I meant Google Cloud, not cloud outsourcing itself

RegalPotoo ,
@RegalPotoo@lemmy.world avatar

Because accountants mostly.

For large businesses, you essentially have two ways to spend money:

  • OPEX: "operational expenditure" - this is money that you send on an ongoing basis, things like rent, wages, the 3rd party cleaning company, cloud services etc. The expectation is that when you use OPEX, the money disappears off the books and you don't get a tangible thing back in return. Most departments will have an OPEX budget to spend for the year.
  • CAPEX: "capital expenditure" - buying physical stuff, things like buildings, stock, machinery and servers. When you buy a physical thing, it gets listed as an asset on the company accounts, usually being "worth" whatever you paid for it. The problem is that things tend to lose value over time (with the exception of property), so when you buy a thing the accountants will want to know a depreciation rate - how much value it will lose per year. For computer equipment, this is typically ~20%, being "worthless" in 5 years. Departments typically don't have a big CAPEX budget, and big purchases typically need to be approved by the company board.
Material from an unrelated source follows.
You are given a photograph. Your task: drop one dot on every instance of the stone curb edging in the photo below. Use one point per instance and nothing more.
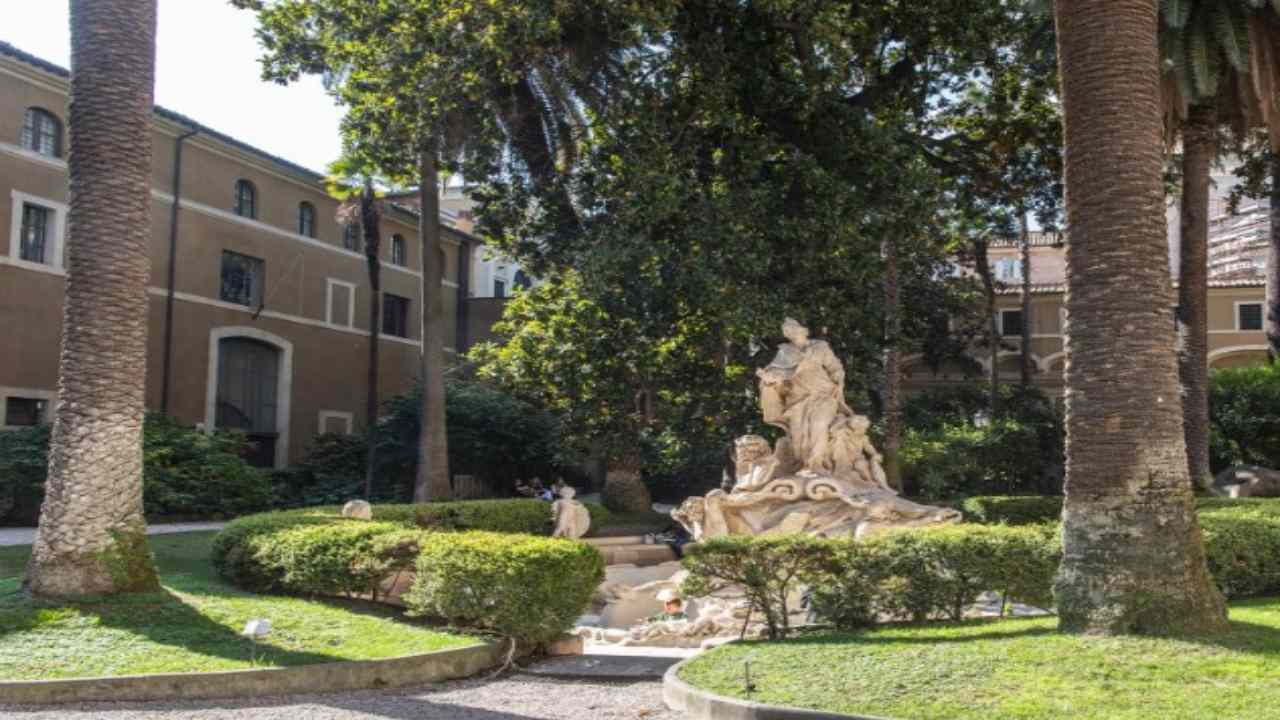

This leaves companies in a slightly odd spot where from an accounting standpoint, it might look better on the books to spend $3 million/year on cloud stuff than $10 million every 5 years on servers

TCB13 ,
@TCB13@lemmy.world avatar

Excellent explanation, however, technically it does not constitute an "odd spot." Rather, it represents a "100% acceptable and evident position" as it brings benefits to all stakeholders, from accounting to the CEO. Moreover, it is noteworthy that investing in services or leasing arrangements increases expenditure, resulting in reduced tax liabilities due to lower reported profits. Compounding this, the prevailing high turnover rate among CEOs diminishes incentives for making significant long-term investments.
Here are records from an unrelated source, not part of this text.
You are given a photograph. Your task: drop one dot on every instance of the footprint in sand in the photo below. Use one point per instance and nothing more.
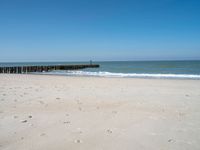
(80, 109)
(114, 112)
(77, 141)
(24, 121)
(66, 122)
(43, 134)
(41, 102)
(109, 131)
(15, 117)
(171, 140)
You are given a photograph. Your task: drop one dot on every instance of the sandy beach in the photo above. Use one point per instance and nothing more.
(41, 112)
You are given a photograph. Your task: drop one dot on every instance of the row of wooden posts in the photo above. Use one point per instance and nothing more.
(28, 69)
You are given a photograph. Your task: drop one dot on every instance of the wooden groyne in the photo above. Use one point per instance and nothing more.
(29, 69)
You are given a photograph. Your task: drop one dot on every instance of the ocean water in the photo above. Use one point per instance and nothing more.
(131, 69)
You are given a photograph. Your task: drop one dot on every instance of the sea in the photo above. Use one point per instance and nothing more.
(128, 69)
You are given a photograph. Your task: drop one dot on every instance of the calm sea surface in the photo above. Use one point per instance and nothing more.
(152, 69)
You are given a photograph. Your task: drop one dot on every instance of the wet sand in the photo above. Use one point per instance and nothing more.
(87, 113)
In certain instances, there is also plain corruption. This occurs when a supplier offering services such as computer and server leasing or software, as well as company car rentals, is owned by a friend or family member of a C-level executive.

Kit ,

G Suite is a legitimate option for small-medium businesses. It's seen as the cheaper, simpler option versus Azure. I usually recommend it for nonprofits as they have a decent free option for 501c3 orgs.

autotldr Bot ,

This is the best summary I could come up with:


More than half a million UniSuper fund members went a week with no access to their superannuation accounts after a “one-of-a-kind” Google Cloud “misconfiguration” led to the financial services provider’s private cloud account being deleted, Google and UniSuper have revealed.

Services began being restored for UniSuper customers on Thursday, more than a week after the system went offline.

Investment account balances would reflect last week’s figures and UniSuper said those would be updated as quickly as possible.

In an extraordinary joint statement from Chun and the global CEO for Google Cloud, Thomas Kurian, the pair apologised to members for the outage, and said it had been “extremely frustrating and disappointing”.

“These backups have minimised data loss, and significantly improved the ability of UniSuper and Google Cloud to complete the restoration,” the pair said.

“Restoring UniSuper’s Private Cloud instance has called for an incredible amount of focus, effort, and partnership between our teams to enable an extensive recovery of all the core systems.